Answer
$a=\frac{3}{4}$, $b=\frac{9}{4}$, see explanations.
Work Step by Step
a. For the function
$f(x)=\begin{cases} ax,\ x\lt2 \\ ax^2-bx+3,\ x\geq2 \end{cases}$
to be differentiable, we need $\lim_{x\to2^-}f(x)=f(2)$ and $\lim_{x\to2^-}f'(x)=f'(2)$.
Thus we have
$\begin{cases} 2a=4a-2b+3 \\ a=2(2)a-b \end{cases}$ or $\begin{cases} 2a-2b+3=0 \\ 3a-b=0 \end{cases}$.
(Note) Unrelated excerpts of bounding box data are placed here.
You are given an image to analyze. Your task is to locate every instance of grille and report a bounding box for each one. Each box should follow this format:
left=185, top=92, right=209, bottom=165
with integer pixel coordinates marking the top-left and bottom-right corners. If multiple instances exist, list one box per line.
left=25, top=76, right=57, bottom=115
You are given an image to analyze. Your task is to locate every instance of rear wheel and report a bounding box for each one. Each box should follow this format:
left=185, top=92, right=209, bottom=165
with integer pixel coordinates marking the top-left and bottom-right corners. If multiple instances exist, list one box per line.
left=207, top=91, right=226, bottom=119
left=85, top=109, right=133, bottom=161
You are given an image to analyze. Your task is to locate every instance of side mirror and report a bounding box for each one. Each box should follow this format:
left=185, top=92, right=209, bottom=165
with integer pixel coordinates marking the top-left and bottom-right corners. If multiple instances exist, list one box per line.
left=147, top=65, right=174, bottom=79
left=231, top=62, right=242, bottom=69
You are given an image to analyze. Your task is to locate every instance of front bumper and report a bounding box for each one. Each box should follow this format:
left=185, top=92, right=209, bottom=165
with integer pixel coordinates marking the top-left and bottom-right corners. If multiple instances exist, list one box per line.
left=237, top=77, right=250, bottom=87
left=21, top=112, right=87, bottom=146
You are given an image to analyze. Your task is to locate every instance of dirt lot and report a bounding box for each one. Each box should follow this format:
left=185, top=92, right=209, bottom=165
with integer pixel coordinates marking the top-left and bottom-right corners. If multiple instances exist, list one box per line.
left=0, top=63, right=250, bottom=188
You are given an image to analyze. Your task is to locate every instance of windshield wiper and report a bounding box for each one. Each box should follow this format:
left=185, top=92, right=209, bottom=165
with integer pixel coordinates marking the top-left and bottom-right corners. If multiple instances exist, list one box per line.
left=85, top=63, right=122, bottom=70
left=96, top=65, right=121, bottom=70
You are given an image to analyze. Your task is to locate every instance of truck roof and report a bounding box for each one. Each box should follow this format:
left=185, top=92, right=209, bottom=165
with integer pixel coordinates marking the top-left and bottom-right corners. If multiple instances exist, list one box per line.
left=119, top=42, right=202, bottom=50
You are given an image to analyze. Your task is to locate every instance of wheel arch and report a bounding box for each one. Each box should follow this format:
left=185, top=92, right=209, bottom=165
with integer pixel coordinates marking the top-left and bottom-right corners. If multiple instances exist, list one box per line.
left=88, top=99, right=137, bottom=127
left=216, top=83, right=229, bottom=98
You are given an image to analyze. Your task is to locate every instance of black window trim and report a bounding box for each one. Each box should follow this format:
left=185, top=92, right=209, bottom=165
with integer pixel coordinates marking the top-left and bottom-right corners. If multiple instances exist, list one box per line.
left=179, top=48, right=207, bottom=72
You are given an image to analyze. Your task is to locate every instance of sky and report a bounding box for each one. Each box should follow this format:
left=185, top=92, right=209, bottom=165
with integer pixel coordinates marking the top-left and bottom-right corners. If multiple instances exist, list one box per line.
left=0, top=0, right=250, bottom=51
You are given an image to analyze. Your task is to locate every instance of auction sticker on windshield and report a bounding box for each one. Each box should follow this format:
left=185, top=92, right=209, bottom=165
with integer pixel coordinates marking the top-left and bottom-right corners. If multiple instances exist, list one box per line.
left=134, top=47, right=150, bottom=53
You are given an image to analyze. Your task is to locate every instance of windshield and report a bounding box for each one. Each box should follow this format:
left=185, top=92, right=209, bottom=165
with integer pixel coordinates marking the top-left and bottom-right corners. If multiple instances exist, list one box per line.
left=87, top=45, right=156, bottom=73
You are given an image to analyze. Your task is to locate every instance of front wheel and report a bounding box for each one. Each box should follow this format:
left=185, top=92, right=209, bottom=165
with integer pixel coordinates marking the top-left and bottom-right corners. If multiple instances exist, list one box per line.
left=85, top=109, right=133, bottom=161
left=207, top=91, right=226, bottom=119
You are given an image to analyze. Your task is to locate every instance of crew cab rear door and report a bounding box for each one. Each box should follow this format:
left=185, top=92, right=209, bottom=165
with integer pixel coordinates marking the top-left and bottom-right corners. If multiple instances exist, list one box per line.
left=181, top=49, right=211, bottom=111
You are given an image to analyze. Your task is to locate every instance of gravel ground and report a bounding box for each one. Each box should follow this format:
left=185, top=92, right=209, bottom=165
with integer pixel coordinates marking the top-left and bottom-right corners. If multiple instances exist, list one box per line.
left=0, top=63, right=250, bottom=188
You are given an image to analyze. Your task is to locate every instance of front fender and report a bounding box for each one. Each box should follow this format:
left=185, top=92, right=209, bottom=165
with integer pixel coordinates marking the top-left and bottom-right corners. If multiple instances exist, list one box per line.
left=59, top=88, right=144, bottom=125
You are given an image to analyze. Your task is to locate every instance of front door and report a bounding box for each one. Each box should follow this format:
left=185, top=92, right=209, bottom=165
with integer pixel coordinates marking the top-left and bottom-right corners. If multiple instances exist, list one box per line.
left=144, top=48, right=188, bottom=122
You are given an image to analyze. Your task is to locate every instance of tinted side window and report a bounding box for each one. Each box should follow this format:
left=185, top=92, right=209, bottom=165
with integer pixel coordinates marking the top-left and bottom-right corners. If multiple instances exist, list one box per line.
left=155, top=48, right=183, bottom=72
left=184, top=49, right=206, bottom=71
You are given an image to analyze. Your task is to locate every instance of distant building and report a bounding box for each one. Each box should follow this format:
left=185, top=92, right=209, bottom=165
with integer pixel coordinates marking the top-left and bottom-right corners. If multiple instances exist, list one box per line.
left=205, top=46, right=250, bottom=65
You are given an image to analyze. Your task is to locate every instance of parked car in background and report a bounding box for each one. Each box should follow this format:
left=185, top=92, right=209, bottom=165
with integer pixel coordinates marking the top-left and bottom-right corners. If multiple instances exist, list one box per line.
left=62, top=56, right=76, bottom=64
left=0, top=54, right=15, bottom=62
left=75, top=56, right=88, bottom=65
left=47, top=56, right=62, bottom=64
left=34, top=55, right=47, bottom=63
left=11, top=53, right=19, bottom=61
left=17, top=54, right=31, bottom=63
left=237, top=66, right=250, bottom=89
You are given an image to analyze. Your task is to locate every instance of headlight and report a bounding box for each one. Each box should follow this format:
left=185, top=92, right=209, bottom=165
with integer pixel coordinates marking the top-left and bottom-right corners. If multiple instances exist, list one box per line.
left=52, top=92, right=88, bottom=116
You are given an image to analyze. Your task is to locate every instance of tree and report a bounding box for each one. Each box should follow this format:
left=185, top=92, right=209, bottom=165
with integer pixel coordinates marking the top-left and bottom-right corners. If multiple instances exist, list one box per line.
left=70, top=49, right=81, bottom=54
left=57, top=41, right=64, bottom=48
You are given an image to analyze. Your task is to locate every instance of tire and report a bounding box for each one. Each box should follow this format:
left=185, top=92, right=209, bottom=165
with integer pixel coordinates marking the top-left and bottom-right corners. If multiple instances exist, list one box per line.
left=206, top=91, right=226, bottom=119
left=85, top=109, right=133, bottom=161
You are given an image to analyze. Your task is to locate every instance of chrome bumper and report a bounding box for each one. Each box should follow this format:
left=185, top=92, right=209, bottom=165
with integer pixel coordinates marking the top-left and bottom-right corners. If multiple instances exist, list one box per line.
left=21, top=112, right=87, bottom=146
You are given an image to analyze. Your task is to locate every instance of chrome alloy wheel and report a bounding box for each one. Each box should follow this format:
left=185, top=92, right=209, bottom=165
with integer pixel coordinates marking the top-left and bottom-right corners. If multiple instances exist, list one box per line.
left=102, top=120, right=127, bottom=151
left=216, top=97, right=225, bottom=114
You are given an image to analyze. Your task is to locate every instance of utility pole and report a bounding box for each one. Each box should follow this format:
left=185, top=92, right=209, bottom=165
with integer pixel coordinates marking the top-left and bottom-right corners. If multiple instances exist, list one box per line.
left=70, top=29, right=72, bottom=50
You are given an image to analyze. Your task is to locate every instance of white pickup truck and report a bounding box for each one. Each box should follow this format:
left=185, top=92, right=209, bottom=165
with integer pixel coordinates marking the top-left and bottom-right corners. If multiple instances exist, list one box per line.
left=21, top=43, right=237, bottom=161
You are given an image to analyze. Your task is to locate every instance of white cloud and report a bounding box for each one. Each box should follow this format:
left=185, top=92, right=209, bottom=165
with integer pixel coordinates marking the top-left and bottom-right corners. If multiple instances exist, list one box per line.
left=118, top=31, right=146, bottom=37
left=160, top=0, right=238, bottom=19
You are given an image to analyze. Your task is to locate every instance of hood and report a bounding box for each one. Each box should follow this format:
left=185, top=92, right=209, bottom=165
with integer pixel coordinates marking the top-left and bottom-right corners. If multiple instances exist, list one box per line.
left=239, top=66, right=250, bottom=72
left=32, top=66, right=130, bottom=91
Plug $b=3a$ from the second equation into the first equation; we get $2a-2(3a)+3=0$, which gives $a=\frac{3}{4}$ and $b=\frac{9}{4}$
b. Graph the function
$f(x)=\begin{cases} \frac{3}{4}x,\ x\lt2 \\ \frac{3}{4}x^2-\frac{9}{4}x+3,\ x\geq2 \end{cases}$
as shown in the figure. It can be seen that the line is connected to the parabola at $x=2$ smoothly because the function is differentiable at all $x$ values, including this point.